Re: Propose astro.schema.org from Dan Brickley on 2015-05-29 (public-schemaorg@w3.org from May 2015)

From: Dan Brickley <danbri@google.com>
Date: Fri, 29 May 2015 12:46:25 +0100
To: Ed Summers <ehs@pobox.com>
Cc: "mfhepp@gmail.com" <mfhepp@gmail.com>, Barry Carter <carter.barry@gmail.com>, "schema.org Mailing List" <public-schemaorg@w3.org>
Message-ID: <CAK-qy=7Fd-hKbtZEQCf7iOKARSHY-zF2nWG6vSs6+gYZFxyMZg@mail.gmail.com>

On 29 May 2015 at 10:59, Ed Summers <ehs@pobox.com> wrote:
>
>> On May 29, 2015, at 5:49 AM, mfhepp@gmail.com wrote:
>>
>> This will likely not pass the Alexa 1M test.
>
> I haven’t been paying attention :) what is the Alexa 1M test?

I don't know either :) Presumably roughly "used on a lot of major
sites". But I haven't thought about Alexa in a while I must admit.

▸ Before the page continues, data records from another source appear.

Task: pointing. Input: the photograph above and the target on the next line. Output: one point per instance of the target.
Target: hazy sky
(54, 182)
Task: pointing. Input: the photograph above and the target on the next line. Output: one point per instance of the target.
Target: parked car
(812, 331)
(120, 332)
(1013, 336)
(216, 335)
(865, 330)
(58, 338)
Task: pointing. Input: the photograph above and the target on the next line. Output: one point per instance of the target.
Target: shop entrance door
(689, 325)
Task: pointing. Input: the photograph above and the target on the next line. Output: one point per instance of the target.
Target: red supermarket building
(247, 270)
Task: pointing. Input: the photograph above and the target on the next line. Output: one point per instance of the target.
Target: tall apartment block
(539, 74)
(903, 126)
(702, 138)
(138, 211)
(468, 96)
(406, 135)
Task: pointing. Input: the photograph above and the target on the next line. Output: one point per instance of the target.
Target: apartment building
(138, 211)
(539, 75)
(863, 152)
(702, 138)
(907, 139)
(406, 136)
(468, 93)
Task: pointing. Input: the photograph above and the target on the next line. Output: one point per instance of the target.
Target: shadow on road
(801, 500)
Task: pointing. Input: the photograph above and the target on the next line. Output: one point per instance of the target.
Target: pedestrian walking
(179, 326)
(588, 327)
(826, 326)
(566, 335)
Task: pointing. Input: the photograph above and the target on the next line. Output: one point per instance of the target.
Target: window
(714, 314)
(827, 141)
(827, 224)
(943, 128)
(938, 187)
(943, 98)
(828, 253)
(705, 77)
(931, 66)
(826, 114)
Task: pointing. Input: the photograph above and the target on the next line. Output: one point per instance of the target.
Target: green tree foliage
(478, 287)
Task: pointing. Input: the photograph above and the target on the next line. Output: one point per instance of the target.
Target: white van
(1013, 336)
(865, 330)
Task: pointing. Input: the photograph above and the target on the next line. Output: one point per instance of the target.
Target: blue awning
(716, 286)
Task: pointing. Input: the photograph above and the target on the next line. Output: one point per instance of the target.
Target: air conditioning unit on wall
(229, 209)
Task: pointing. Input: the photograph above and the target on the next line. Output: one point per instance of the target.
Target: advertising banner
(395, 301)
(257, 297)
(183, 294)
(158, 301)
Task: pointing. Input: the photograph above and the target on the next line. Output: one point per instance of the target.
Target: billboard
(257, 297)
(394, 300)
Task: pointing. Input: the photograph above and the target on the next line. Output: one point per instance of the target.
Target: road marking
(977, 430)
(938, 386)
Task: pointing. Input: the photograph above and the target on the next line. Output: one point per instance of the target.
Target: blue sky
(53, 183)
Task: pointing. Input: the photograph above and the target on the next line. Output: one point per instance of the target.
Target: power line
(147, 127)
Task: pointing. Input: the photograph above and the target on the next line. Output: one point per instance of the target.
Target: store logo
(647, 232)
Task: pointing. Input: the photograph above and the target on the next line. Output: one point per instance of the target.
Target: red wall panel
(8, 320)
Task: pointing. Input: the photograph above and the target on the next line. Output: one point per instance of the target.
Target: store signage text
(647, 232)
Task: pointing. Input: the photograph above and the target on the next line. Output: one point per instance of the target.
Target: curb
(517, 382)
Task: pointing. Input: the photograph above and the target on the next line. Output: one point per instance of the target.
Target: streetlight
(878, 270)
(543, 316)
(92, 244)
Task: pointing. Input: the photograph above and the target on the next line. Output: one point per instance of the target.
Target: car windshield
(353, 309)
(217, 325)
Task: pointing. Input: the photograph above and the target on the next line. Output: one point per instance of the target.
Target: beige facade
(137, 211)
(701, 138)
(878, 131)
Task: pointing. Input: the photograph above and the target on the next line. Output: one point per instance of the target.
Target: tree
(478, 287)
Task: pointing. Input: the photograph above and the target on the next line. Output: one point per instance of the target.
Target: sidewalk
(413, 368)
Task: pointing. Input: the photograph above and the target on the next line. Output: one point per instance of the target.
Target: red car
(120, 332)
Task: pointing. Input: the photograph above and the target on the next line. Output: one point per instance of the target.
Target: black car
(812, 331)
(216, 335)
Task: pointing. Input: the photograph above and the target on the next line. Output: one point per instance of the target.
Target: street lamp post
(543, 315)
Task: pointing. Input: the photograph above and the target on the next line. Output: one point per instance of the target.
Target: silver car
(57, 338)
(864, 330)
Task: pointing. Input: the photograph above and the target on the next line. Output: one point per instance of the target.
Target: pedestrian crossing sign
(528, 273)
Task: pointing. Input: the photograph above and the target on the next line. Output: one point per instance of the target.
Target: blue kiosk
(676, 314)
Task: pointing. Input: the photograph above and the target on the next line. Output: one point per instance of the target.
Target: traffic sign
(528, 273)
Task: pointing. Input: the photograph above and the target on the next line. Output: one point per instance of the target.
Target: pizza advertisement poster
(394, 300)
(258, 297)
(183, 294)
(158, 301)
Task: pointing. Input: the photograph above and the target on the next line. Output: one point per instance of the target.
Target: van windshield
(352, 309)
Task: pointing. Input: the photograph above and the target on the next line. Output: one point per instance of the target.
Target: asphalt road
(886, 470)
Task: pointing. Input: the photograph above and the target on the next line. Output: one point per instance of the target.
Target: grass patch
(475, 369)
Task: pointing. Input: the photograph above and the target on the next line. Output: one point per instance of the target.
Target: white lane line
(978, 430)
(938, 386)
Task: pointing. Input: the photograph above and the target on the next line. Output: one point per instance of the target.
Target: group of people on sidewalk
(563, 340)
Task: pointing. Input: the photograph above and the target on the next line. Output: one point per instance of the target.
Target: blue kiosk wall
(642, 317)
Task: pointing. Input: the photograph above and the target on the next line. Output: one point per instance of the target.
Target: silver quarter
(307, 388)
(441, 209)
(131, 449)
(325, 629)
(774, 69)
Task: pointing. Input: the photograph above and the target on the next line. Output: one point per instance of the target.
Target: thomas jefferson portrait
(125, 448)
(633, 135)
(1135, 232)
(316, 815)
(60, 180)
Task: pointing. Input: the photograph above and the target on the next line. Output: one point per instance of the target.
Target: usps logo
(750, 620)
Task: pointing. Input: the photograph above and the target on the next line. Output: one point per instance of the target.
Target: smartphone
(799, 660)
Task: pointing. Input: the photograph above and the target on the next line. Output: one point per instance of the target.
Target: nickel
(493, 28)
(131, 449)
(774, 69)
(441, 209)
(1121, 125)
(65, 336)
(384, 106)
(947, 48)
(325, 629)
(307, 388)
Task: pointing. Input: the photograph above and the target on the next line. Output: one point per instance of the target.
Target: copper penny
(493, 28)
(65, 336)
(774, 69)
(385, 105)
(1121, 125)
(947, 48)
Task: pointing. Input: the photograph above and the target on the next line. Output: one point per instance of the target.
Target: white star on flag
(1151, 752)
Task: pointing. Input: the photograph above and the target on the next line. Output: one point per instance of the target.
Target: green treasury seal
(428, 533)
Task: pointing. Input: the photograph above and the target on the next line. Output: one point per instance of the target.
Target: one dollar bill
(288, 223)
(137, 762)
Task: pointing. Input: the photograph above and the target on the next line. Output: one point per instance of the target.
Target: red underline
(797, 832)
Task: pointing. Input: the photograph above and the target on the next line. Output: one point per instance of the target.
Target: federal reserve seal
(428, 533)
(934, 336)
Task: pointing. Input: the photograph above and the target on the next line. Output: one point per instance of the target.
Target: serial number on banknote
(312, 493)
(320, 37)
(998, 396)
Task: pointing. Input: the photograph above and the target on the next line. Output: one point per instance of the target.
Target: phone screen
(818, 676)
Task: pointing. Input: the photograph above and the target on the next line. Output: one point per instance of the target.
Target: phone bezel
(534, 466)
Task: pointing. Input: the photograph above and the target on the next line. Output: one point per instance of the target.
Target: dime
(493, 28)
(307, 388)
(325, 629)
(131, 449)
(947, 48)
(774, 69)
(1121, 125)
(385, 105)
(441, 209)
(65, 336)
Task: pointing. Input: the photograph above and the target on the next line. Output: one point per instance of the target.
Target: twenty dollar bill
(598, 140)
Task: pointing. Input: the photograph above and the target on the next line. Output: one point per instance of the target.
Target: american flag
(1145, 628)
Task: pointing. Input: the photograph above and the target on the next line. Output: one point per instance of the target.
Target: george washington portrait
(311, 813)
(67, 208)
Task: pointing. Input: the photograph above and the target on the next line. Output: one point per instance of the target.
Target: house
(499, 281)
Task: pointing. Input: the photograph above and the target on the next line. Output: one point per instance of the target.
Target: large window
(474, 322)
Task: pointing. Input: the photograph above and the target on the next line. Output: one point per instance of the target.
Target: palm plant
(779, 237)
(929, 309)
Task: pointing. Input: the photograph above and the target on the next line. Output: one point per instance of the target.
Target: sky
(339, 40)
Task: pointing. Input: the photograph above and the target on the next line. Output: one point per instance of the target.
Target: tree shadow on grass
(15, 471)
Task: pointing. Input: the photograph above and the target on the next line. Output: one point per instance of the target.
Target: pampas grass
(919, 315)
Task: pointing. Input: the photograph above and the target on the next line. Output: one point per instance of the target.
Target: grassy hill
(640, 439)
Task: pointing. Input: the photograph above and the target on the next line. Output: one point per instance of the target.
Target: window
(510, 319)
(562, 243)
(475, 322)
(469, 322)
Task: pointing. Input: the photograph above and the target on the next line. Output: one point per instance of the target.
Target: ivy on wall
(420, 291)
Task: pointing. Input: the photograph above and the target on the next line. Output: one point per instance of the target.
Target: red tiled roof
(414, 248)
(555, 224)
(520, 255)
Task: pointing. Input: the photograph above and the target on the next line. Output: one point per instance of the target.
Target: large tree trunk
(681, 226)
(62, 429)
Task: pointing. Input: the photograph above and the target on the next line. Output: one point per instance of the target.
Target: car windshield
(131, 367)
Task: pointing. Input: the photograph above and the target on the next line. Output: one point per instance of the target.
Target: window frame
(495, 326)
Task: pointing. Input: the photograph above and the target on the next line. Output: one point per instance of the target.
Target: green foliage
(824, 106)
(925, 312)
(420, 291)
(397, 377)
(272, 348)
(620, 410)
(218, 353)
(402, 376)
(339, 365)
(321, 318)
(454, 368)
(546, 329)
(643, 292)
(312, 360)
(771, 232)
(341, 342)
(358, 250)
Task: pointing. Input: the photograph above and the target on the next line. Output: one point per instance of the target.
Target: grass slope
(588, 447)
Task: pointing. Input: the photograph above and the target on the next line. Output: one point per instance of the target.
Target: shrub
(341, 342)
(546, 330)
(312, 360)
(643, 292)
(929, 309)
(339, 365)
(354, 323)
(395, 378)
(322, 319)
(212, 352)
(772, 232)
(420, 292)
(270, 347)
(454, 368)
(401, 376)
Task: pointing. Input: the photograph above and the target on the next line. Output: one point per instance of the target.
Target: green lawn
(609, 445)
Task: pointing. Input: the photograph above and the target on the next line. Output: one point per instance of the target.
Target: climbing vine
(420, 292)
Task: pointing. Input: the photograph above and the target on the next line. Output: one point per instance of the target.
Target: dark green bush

There was some related discussion on public-vocabs about when
something ought to go in the core versus be handled as an extension -
https://lists.w3.org/Archives/Public/public-vocabs/2015May/0009.html

Here's a distinction that I don't think we make often enough. It is
fairly intuitive (I argue, without evidence):

Schema.org's vocabularies are fundamentally for large scale
*communication* of structured data. Its core vocabularies are much
less likely to meet the needs of people choosing schemas to actually
manage/store/create such data, i.e. for the source or master format.

Putting things in those terms makes clear that there remains plenty of
work to do in the non-schema.org RDF/OWL universe (as well as in
extensions, where the distinction perhaps gets blurred).

Publishing data using schema.org typically involves transformation,
mapping and conversion from some underlying representation (which
often enough for publishers will be SQL or Java interfaces or
something custom or application-oriented e.g. Drupal's data storage
abstractions). What you do in the privacy of your own database is
entirely your own business. OWL and other Linked Data RDF vocabularies
may or may not be useful there, depending on your situation. It is
highly unlikely that schema.org's core vocabulary alone will be enough
to be the sole, ultimate and underlying representation for most
databases. Creating your own more focussed schemas/ontologies in
RDFS/OWL, rather than using planet-wide ontologies, can help to bridge
that gap. Creating more focussed schema.org extensions may also help -
but this is new territory for us all. Schema.org's emphasis remains on
Web-scale communication, rather than as a supplier of master formats.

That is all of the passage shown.